Data Collection and Selection Approaches
Text data can be collected through APIs, web scraping (with permission), manual collection, or surveys, while preserving useful metadata such as source, time, language, and identifiers for future analysis. Data sources should be relevant to the target domain, language, and cultural context, with careful attention to dataset quality, class balance, and representativeness. Throughout the process, researchers must also address ethical and legal requirements, including privacy, consent, and compliance with platform policies. Data samples can be collected using one of the approaches below.
Keyword/Dictionary-based Selection: Select documents or sentences that contain one or more predefined keywords, phrases, or lexicon entries. For example, in hate speech detection, a list of commonly used hate-related or offensive terms in the target language can be compiled and used to identify potentially relevant texts. This method helps enrich the dataset with task-relevant examples while reducing the amount of irrelevant data. A widely used resource for English emotion-related keywords is the NRC Emotion Lexicon.

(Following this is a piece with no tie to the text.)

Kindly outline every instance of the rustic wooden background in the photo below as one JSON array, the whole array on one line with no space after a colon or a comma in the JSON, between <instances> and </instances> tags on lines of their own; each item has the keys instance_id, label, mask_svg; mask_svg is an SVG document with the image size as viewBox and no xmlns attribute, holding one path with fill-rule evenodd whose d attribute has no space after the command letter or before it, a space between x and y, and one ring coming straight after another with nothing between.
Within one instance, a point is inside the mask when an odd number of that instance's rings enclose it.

Location-based Selection: Is a data collection approach where texts are gathered based on the geographic location associated with users or posts. For example, when collecting social media data from X (formerly Twitter), researchers can filter posts originating from specific locations such as Ethiopia, Nigeria, or Kenya. This method is useful for studying regional language variation, local opinions, cultural expressions, or location-specific events, as it helps ensure that the collected data represents the target geographic area.
Distant supervision: Is a method for automatically creating labeled training data by using existing knowledge sources instead of manual annotation. For example, for emotion classification, social media posts containing hashtags such as #happy, #joy, or #sad can be automatically labeled with the corresponding emotions. This approach enables the creation of large training datasets quickly and cheaply, although some automatically assigned labels may be incorrect or noisy.

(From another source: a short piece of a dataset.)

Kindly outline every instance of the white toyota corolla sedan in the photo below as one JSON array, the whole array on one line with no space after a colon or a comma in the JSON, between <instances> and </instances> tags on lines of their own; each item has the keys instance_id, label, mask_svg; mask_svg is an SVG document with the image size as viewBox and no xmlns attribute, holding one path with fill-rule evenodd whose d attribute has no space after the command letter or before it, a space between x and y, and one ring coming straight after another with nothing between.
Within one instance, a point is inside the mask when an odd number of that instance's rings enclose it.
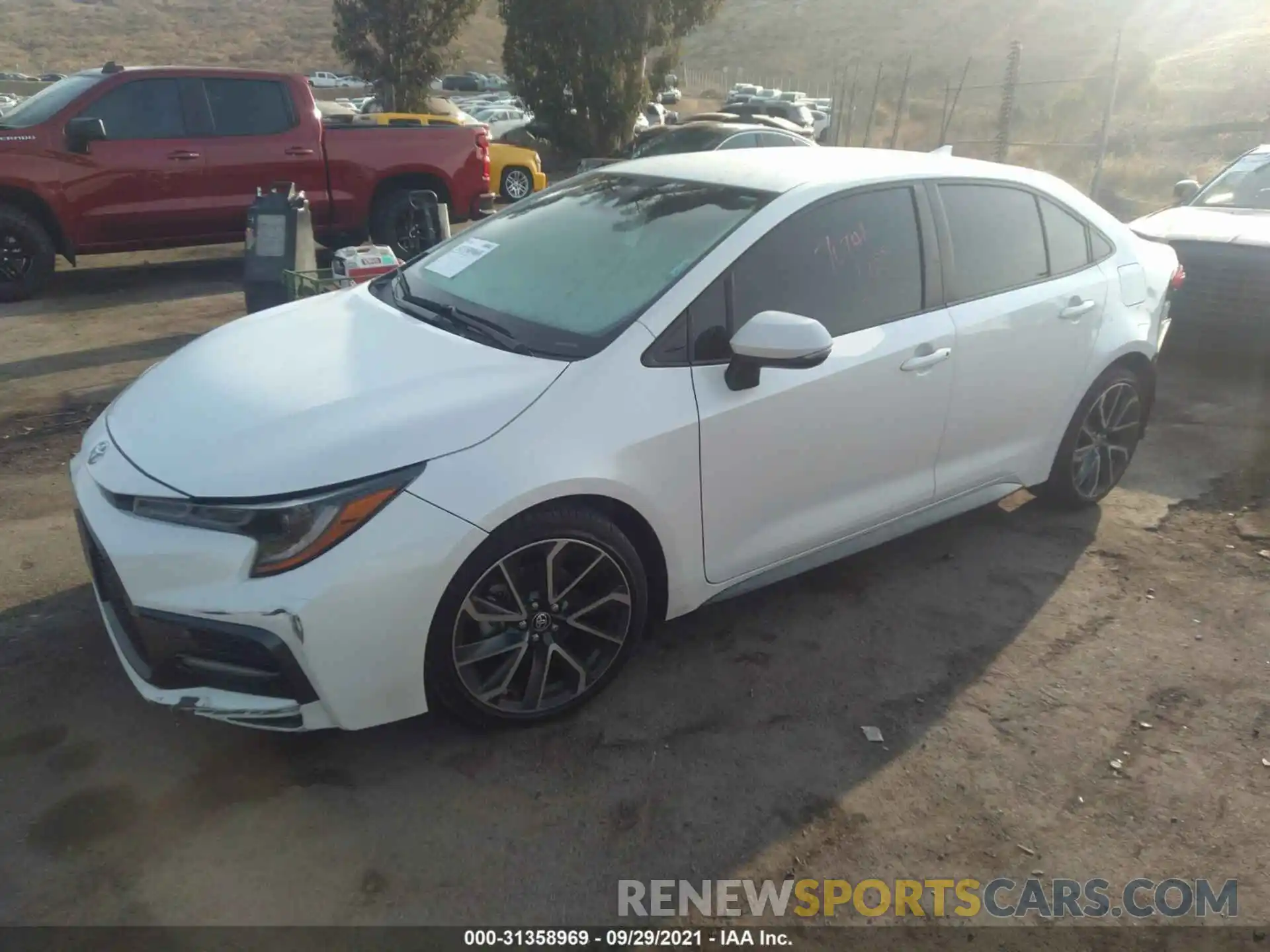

Random Sampling: Select items uniformly at random from the corpus with no targeting criteria. This is the baseline for any annotation project, ensuring an unbiased estimate of the true corpus-level label distribution.

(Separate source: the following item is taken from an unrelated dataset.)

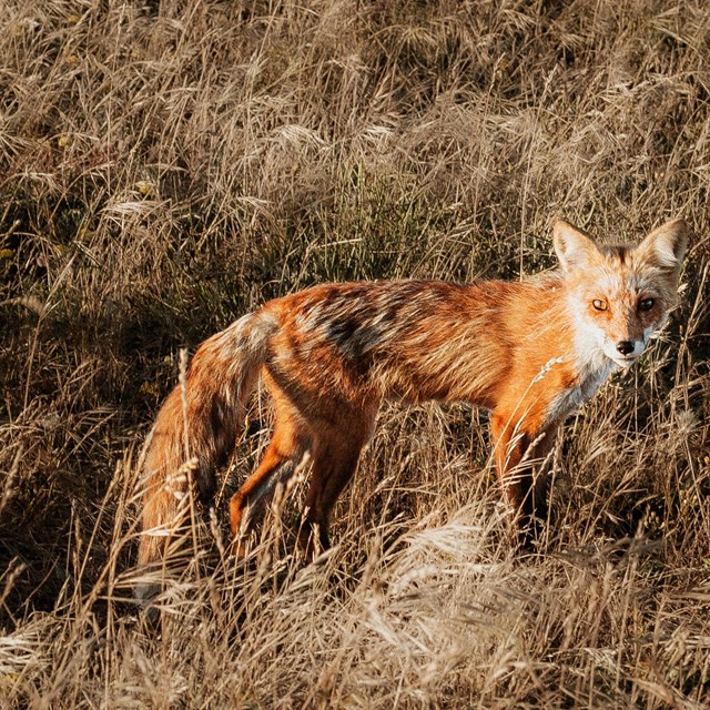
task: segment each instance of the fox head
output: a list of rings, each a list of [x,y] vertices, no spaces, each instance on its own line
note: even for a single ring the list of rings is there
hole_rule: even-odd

Active Learning Method: Iteratively train a model on a small seed set, then use the model's uncertainty to select the most informative unlabelled examples for human annotation next. Maximizes annotation return on investment by labeling only where the model is confused.
Stratified Sampling: Divide the corpus into strata — subgroups by class, source, time period, or demographic — and sample proportionally or equally from each. Ensures minority classes and subgroups are always represented in the annotation set.